Die SED-Führung reagierte aufgrund wachsender Abwanderung mit einer Verschärfung ihres Grenzregimes. Die Grenze zur Bundesrepublik wurde ein 10 m breiter Kontrollstreifen, gefolgt von einem 500 m breiten Schutzstreifen; übrigens wiederum eine verharmlosende Bezeichnung für eine Fläche, auf der später scharfe Hunde oder gar Selbstschussanlagen installiert und Hunderte Freiheit suchende Menschen von Grenzsoldaten ermordet wurden. Dazu kam das 5 m breite Sperrgebiet. Insgesamt nahm das Gebiet der Grenze mit einer Länge von 1 400 km Grenze eine Fläche von 3 000 km ein.

Wilhelm Zaisser - er war der erste Minister für Staatssicherheit - hat die gesamte Aktion federführend geleitet. Alle in der Sperrzone lebenden Bürger wurden überprüft und ihre Grundhaltung zur DDR wurde eingeschätzt. Willkür und Denunzierungen waren an der Tagesordnung.

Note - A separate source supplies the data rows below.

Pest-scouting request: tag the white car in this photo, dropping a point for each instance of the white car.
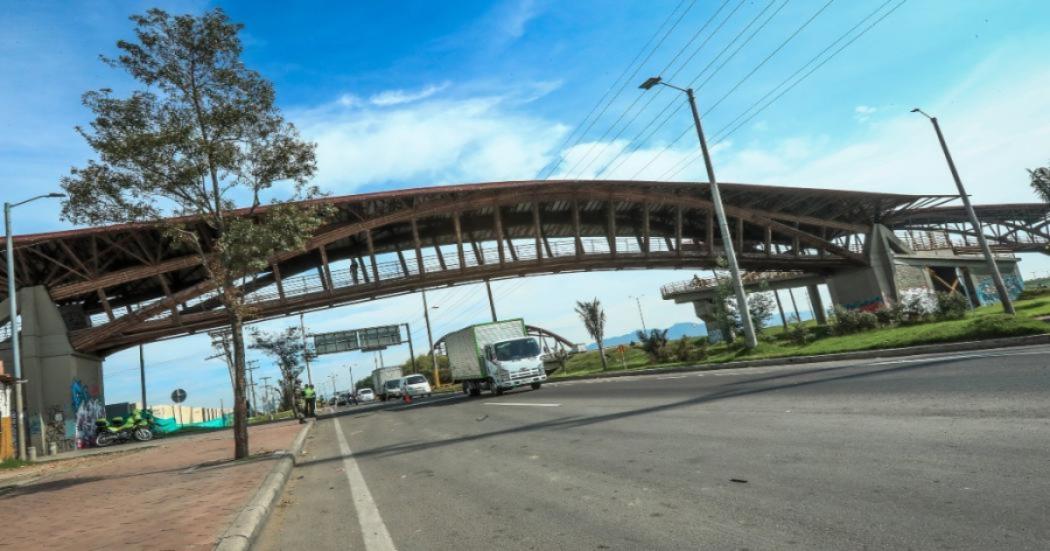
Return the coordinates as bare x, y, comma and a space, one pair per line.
415, 385
392, 388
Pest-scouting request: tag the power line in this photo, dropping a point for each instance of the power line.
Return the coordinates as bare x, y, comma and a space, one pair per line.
733, 126
652, 98
714, 60
558, 162
811, 71
715, 71
637, 141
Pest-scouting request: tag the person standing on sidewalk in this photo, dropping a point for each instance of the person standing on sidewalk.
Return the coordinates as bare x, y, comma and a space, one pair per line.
310, 396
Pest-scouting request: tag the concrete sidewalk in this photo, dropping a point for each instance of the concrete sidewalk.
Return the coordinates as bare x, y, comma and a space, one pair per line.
181, 494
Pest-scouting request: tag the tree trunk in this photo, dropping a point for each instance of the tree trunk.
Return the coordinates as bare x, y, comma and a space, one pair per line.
601, 352
239, 396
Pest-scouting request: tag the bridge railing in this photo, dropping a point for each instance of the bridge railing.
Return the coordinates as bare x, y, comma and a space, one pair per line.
348, 274
701, 283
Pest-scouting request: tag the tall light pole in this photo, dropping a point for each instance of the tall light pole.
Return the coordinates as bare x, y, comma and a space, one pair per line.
16, 350
1004, 296
429, 340
734, 269
306, 353
641, 316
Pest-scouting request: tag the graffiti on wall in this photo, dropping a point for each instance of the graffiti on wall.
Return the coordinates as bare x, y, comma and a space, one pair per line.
88, 408
869, 304
986, 288
56, 428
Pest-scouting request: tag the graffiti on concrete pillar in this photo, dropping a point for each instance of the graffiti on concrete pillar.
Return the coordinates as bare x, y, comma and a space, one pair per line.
88, 409
986, 288
869, 304
56, 428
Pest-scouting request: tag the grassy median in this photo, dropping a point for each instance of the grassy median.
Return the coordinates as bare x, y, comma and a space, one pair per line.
985, 322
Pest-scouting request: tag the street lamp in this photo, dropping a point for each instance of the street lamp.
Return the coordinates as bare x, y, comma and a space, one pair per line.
429, 339
734, 269
1004, 297
16, 348
637, 299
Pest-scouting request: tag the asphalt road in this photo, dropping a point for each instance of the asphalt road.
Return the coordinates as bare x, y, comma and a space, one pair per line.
923, 452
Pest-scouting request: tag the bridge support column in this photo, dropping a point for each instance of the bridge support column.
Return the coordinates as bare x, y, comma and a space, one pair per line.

Die ausgewiesenen Personen mussten innerhalb weniger Stunden die Sperrzone meist nur mit Koffer oder mit dem, was sie an sich trugen, verlassen ohne zu wissen, wo sie künftig wohnen würden. Allein die politische Führung entschied darüber, wohin die Menschen umgesiedelt wurden, welchen Arbeitsplatz sie bekamen und ob sie überhaupt so etwas wie eine Entschädigung erhielten.

Die Durchführung der Zwangsaussiedlungen war generalstabsmäßig geplant. Mit den Listen der auszuweisenden durchkämmte die Volkspolizei Dörfer und Städte. Am 15. Juni 1961, zwei Monate bevor in Berlin die Mauer errichtet wurde, sagte der damalige SED-Chef den legendären Satz: „Niemand hat die Absicht, eine Mauer zu errichten.“

Mit der Aktion „Ungeziefer“ wurden Tausende DDR-Bürgerinnen und -Bürger als unsichere bzw. kriminelle Elemente stigmatisiert und innerhalb weniger Wochen aus der Sperrzone abtransportiert. Knapp zehn Jahre später, kurz nach dem Bau der Mauer, ordnete die DDR-Führung eine weitere Zwangsaussiedlung an. Erneut verloren Tausende Menschen ihre Heimat.

Meine sehr verehrten Damen und Herren! Niemand wird hier leugnen können, die DDR war ein Unrechtsstaat.

(Beifall bei der CDU)

Und: Auf die rechtlichen Bedingungen des Antrages wurde hier des Öfteren hingewiesen. Deshalb bitte ich darum, stimmen Sie unserem Alternativantrag zu. Dort sind alle rechtlich gangbaren Maßnahmen erwähnt. - Vielen Dank.